Und wehe ich bekomme keine gute Bewertung


----------



## tsa-turbo (25. November 2007)

vielen dank für deine mühen!


----------



## Günne (26. November 2007)

hm ich habe die selbe aufgabe, allerdings hilft mir dieser komplette text nicht so sehr, da ich einige teile im sourcecode nicht verstehe. könnte man das irgendwie einfacher schreiben?
ich hatte an das aneinanderreihen zweier strings gedacht, aber an der umsetzung hapert es leider. kann mir dazu wer einen tip geben


----------



## Kulabac (27. November 2007)

Naja, wenn du die selbe Aufgabe hast: die Lösung steht da ja bereits. Ich weiß auch leider nicht, was du mit aneinanderreihen von Strings meinst bzw. wie das zur Aufgabenlösung beitragen kann.

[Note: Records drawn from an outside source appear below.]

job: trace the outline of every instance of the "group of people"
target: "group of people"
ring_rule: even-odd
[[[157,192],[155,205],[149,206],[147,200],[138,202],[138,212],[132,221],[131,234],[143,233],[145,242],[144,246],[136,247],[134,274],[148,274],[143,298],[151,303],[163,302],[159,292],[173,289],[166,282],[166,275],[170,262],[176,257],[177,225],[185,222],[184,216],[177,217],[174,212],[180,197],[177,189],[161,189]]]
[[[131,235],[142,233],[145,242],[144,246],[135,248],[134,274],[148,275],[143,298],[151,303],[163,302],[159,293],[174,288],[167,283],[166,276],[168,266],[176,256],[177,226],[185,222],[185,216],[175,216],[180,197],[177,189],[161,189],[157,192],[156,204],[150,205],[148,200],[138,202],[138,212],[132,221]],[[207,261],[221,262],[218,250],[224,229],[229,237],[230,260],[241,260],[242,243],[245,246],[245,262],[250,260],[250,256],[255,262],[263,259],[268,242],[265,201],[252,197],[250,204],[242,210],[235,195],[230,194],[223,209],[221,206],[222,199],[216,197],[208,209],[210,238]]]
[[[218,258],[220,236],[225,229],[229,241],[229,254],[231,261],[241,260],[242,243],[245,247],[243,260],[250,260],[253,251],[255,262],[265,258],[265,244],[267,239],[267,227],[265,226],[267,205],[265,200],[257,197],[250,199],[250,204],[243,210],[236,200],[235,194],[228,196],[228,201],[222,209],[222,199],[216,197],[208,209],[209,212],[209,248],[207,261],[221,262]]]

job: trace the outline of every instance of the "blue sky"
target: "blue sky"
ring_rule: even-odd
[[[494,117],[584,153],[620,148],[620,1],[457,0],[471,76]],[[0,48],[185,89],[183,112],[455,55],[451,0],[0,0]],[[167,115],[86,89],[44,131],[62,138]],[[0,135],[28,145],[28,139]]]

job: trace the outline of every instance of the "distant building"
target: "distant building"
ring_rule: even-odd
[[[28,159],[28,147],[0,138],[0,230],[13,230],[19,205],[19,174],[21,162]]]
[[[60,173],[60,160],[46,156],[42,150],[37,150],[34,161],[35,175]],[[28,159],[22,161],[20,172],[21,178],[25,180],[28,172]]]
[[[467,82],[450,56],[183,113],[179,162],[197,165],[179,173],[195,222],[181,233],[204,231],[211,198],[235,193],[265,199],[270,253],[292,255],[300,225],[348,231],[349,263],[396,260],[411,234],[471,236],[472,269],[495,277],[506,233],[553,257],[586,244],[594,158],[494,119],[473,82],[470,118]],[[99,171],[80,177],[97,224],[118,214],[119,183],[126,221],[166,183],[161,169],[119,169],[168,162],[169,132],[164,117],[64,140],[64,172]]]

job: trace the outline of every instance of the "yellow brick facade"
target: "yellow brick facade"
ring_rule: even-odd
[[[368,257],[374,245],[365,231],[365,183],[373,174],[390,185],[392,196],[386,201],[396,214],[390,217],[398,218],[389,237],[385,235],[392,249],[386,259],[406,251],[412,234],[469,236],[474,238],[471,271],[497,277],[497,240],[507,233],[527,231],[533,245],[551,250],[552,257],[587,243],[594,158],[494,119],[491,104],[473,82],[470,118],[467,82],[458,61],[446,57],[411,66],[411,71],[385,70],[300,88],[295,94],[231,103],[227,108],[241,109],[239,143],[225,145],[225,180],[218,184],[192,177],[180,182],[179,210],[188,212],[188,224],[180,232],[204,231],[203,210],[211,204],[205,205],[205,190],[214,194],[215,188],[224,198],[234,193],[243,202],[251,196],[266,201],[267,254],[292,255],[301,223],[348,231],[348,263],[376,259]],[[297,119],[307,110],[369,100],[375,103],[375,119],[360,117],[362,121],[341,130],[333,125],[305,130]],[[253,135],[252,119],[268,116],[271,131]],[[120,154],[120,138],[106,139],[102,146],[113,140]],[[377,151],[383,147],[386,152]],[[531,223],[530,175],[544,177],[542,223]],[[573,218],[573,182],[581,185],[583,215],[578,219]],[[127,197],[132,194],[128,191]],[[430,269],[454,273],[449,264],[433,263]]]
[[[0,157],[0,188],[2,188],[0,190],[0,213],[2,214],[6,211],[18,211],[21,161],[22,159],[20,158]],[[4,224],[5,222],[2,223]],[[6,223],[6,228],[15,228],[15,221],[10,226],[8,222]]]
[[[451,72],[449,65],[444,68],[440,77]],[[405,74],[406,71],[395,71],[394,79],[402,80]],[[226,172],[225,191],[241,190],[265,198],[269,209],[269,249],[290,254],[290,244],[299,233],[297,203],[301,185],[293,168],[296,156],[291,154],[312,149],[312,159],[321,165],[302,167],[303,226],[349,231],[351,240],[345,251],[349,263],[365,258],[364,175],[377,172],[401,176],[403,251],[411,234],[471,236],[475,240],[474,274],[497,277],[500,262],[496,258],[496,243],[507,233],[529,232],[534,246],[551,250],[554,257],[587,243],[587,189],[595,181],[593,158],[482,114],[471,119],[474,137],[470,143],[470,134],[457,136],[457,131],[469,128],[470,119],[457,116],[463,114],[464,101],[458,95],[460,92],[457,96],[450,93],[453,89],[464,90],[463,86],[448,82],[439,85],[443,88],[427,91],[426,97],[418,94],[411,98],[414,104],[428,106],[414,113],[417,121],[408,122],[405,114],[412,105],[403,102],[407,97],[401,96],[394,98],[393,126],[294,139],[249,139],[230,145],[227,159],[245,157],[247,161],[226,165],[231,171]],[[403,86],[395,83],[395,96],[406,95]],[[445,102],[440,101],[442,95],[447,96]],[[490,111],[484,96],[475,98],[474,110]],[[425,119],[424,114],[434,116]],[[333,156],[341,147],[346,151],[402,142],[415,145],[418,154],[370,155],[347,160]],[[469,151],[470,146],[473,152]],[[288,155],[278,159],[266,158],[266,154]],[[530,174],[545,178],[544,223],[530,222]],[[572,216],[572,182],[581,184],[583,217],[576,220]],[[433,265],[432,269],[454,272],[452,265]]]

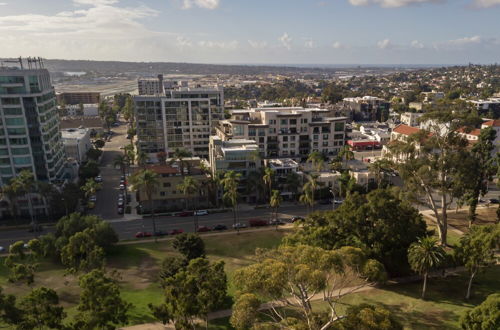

Der Quellcode sieht meiner Meinung nach auch schon anständig aus. "Einfacher" geht's immer, aber in den meisten Fällen dürfte dann was dabei rauskommen, was keine Rekursion mehr ist (wirklich einfach und verständlich wird's halt erst bei einer "normalen" Schleife).

Das einzige, was das ganze ein bisschen lesbarer macht, wäre vielleicht das += zu ersetzen. Also a += n zum Beispiel bedeutet nichts anderes als a = a + n.


----------